Über die Führerscheinabgabe-Aktion weiß die heimische Stadtspitze Bescheid. Nimphius schmunzelnd: „Sie haben dort nicht sofort in die Posaune gestoßen, aber es wohlwollend zur Kenntnis genommen.“ Insbesondere die Kostenfrage ist noch offen, wobei diese auf Kreisebene zu lösen sei, am besten unter Einbindung aller Kreisstädte sowie der Verkehrsunternehmen. Und natürlich will gut Ding Weile haben. Horbach: „Es ist klar, dass nicht in diesem Jahr schon Verträge unterschrieben werden.“

Befürworter der freiwilligen Abgabe

Der Anteil motorisierter Senioren an Verkehrsunfällen sei gering, so die Kreispolizeibehörde. In Gladbeck gab es in 2013 genau 14 entsprechende Unfälle, in 2014 sank die Zahl sogar auf neun. Gleichwohl befürwortet die Polizei, dass Ältere ihren Führerschein abgeben, wenn sie erkannt haben, am Straßenverkehr nicht mehr konfliktfrei teilnehmen zu können. Großer Befürworter der freiwilligen Abgabe ist Hans Nimphius.
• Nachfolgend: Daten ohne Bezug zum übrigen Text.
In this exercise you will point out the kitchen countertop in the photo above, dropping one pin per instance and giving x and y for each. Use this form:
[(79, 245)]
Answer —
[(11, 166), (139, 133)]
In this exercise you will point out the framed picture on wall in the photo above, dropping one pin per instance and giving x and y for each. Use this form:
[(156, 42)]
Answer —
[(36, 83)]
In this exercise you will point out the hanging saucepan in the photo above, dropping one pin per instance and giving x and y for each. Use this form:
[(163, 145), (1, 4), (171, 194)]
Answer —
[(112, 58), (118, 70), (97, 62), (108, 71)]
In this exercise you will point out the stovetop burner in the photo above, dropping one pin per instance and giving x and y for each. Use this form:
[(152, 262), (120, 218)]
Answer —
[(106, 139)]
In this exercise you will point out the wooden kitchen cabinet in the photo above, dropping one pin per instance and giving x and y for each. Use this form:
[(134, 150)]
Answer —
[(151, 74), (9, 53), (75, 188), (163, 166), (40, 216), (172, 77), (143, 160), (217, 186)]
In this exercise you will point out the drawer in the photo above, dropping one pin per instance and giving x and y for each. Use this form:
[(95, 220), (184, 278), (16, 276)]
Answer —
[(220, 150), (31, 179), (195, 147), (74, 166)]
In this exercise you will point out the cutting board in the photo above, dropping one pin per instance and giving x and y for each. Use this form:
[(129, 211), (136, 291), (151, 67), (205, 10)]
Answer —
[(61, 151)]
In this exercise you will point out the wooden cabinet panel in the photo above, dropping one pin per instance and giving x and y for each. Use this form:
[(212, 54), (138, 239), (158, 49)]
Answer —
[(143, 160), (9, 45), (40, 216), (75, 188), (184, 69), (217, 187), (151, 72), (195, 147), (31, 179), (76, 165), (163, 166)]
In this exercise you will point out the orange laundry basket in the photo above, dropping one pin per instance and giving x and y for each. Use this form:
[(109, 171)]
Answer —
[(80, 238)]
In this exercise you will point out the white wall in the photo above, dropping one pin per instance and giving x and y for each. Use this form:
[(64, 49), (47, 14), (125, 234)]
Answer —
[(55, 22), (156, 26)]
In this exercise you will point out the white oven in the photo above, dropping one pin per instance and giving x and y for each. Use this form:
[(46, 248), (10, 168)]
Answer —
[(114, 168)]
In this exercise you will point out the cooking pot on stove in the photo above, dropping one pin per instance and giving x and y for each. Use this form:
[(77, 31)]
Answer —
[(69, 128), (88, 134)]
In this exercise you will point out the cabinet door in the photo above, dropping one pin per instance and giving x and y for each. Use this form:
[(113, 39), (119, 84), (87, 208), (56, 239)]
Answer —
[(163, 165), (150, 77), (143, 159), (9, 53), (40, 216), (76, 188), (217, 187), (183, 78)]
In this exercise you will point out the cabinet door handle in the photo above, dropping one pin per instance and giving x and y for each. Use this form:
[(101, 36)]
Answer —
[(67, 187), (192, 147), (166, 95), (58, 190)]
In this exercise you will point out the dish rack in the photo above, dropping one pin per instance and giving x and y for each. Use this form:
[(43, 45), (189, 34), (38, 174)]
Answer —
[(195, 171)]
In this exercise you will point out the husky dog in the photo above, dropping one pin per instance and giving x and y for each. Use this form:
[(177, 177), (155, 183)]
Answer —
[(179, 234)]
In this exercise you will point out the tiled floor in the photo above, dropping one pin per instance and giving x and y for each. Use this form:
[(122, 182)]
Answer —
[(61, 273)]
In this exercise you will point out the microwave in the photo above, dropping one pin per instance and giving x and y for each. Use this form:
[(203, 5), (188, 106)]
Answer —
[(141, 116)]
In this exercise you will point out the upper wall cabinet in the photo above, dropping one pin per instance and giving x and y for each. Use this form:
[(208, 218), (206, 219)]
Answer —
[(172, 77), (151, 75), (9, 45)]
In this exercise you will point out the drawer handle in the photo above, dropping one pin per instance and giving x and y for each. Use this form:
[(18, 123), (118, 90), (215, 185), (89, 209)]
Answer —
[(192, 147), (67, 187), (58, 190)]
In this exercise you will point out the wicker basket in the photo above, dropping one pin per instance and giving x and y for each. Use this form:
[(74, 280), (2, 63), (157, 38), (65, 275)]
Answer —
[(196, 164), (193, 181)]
Warum sollten Ältere nicht zur regelmäßigen Prüfung antreten?

Gegenfrage: Wo fängt denn das Alter an, bei 60 Jahren oder bei 80 Jahren? Wir sind strikt gegen Altersdiskriminierung und setzen deshalb auf Freiwilligkeit. Eine Prüfung müsste ja dann auch für Jüngere stattfinden, denn wo ist der Unterschied zwischen unsicher und riskant.

Wie kamen Sie und Ihre Mitstreiter auf die Fleppen-Umtausch-Idee?

Immer mehr Menschen fühlen sich in dem zunehmenden Straßenverkehr unsicher. Fahren Sie doch einmal die Schürenkampstraße lang. Da mache Sie ein Rennen mit! Außerdem gibt es zunehmend Diskussionen in den Familien, wenn die Eltern älter werden und noch Auto fahren. Zudem sind einige ältere Bürger seit Jahren nicht mehr mit dem Wagen gefahren, lassen ihr Auto in der Garage stehen.

Wann ist die Entscheidung zur Abgabe richtig?

Wenn jemand selber spürt, dass er zur Gefahr wird, sollte er den Führerschein unbedingt abgeben. Das kann auch schon sein, wenn er aus gesundheitlichen Gründe den Schulterblick nicht mehr schafft.